Taxing the Rich does not kill Jobs

The real fact is no LIBERALS (large government creators of massive co-dependency) have ever BUILT a successful nation. The KEY mathematical principal that LIBERALS try to ignore is the FACT that at some point non-producers (those not willing to work or to build businesses) will overtake the production of the producers (those who work and/or build businesses) in a society. Once this happens it is all over with.....obligations exceed the production and down everything goes (economic failure).

You can't hide from the mathematical reality......the more you TAKE from the producers in society there is a line that once crossed it is all down hill.
 
Quote from AMT4SWA:

The real fact is no LIBERALS (large government creators of massive co-dependency) have ever BUILT a successful nation. The KEY mathematical principal that LIBERALS try to ignore is the FACT that at some point non-producers (those not willing to work or to build businesses) will overtake the production of the producers (those who work and/or build businesses) in a society. Once this happens it is all over with.....obligations exceed the production and down everything goes (economic failure).

You can't hide from the mathematical reality......the more you TAKE from the producers in society there is a line that once crossed it is all down hill.

Well said!
 
Quote from Ricter:

Whose money are they using to pay for those, their money? I don't think so...

"Since 1979, hourly earnings for 80 percent of American workers (those in private-sector, nonsupervisory jobs) have risen by just 1 percent, after inflation... For male workers, the average wage has actually slid by 5 percent since 1979. Worker productivity, meanwhile, has climbed 60 percent."

"From 1979 to 2005, a period when national output more than doubled, after-tax incomes inched up just 6 percent for the bottom fifth of American households after accounting for inflation, while it rose 21 percent for the middle fifth.
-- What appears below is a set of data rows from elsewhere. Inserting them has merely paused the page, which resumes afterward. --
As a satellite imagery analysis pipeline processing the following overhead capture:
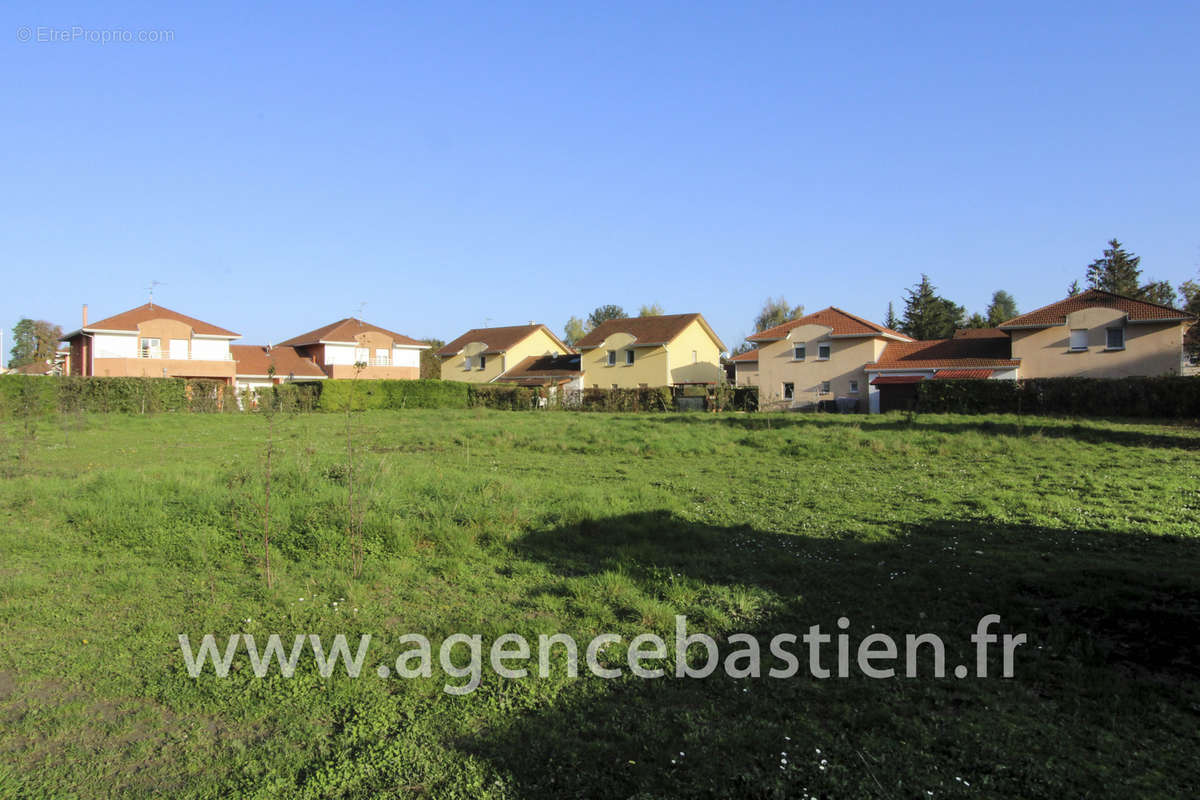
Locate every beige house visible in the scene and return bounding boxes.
[62,302,241,384]
[733,307,913,411]
[280,317,430,380]
[577,314,725,389]
[436,323,577,384]
[1000,289,1196,378]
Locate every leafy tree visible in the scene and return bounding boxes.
[1180,281,1200,363]
[754,296,804,333]
[986,289,1020,327]
[1087,239,1141,297]
[1072,239,1178,306]
[1138,281,1180,307]
[900,273,966,339]
[421,338,446,378]
[883,300,900,330]
[8,317,62,367]
[588,303,629,331]
[563,317,587,347]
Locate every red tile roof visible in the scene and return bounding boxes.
[229,344,325,378]
[577,314,725,350]
[746,306,912,342]
[72,302,241,339]
[280,317,428,347]
[864,338,1021,369]
[934,369,994,380]
[437,323,572,357]
[1000,289,1195,330]
[496,354,583,385]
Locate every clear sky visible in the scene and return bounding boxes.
[0,0,1200,357]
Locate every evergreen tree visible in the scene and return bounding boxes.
[900,275,966,339]
[988,289,1020,327]
[1087,239,1141,297]
[754,296,804,333]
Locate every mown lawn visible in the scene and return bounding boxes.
[0,410,1200,798]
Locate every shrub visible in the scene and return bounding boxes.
[917,375,1200,419]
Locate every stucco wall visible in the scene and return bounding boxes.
[1012,308,1183,378]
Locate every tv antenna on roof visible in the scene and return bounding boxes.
[146,281,167,306]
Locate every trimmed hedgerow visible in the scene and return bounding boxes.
[917,375,1200,419]
[0,375,238,416]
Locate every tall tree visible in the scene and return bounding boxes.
[883,300,900,330]
[421,338,446,379]
[588,303,629,331]
[900,273,966,339]
[754,295,804,333]
[8,317,62,367]
[563,317,587,347]
[1087,239,1141,297]
[988,289,1020,327]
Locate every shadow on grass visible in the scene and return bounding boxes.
[700,413,1200,450]
[460,513,1200,798]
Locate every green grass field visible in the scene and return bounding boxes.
[0,410,1200,799]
For the top fifth, income jumped 80 percent and for the top 1 percent it more than tripled..."

From The Big Squeeze - Tough Times For The American Worker. Steven Greenhouse. 2008.

Thats all you need to know. All the rest is the cheerleading of whores.
 
Quote from AMT4SWA:

"... You can't hide from the mathematical reality......the more you TAKE from the producers in society there is a line that once crossed it is all down hill.

I'm thinking that line has already been crossed.... it's just not clear to all yet.
 
Quote from Maverick74:

It's not a revenue problem, it's a spending problem. For every $1 the government takes in, it will find a way to spend a 1.50. We can raise taxes to 90%. The government will always spend more then it takes in. The tax rate is a moot point.

I nominate this for post of the decade.

Talk to me about raising taxes when all possible spending cuts have been enacted.
 
Quote from Ricter:

The WSJ came out in defence of the rich?! No way!
No, they gave facts. Now that's unusual!
eek13.gif
 
Quote from Ricter:

... hourly earnings for 80 percent of American workers (those in private-sector, nonsupervisory jobs) have risen by just 1 percent ...
Go work for the public sector and unions. That's Where Obama has been shifting the money to, with all those spending increases.
bigbrick777.gif
 
This guy probably never worked at a factory or warehouse in his life:
Quote from Steven Greenhouse:

... hourly earnings for 80 percent of American workers ... have risen by just 1 percent. ... Worker productivity, meanwhile, has climbed 60 percent.
1 man and a forklift can load a 53' trailer in 30 minutes. Does that man deserve to be paid for all that productivity?

NO!

The investor who put money into that forklift deserves to get paid, along with
the forklift company,
the developer who put technology into that forklift,
the trucking company,
management who put all those elements together.
The worker is at the bottom of that totem pole.

Don't make me apply the same concept to a snow blower!
duhv.gif
 
Quote from AAAintheBeltway:

I nominate this for post of the decade.

Talk to me about raising taxes when all possible spending cuts have been enacted.

+100
 
Quote from Ricter:

Whose money are they using to pay for those, their money? I don't think so...

"Since 1979, hourly earnings for 80 percent of American workers (those in private-sector, nonsupervisory jobs) have risen by just 1 percent, after inflation... For male workers, the average wage has actually slid by 5 percent since 1979. Worker productivity, meanwhile, has climbed 60 percent."

"From 1979 to 2005, a period when national output more than doubled, after-tax incomes inched up just 6 percent for the bottom fifth of American households after accounting for inflation, while it rose 21 percent for the middle fifth. For the top fifth, income jumped 80 percent and for the top 1 percent it more than tripled..."

From The Big Squeeze - Tough Times For The American Worker. Steven Greenhouse. 2008.
And thus ends the myth of supply side, trickle down "economics." The rich get disproportionately richer while everyone else indulges in stationary jogging. The promised trickle amounts to little more than an occasional drip. The US has the greatest income disparity of any industrialized nation, and that disparity has never been higher. To dismiss such a statistic is to be dangerously ignorant of the lessons of history.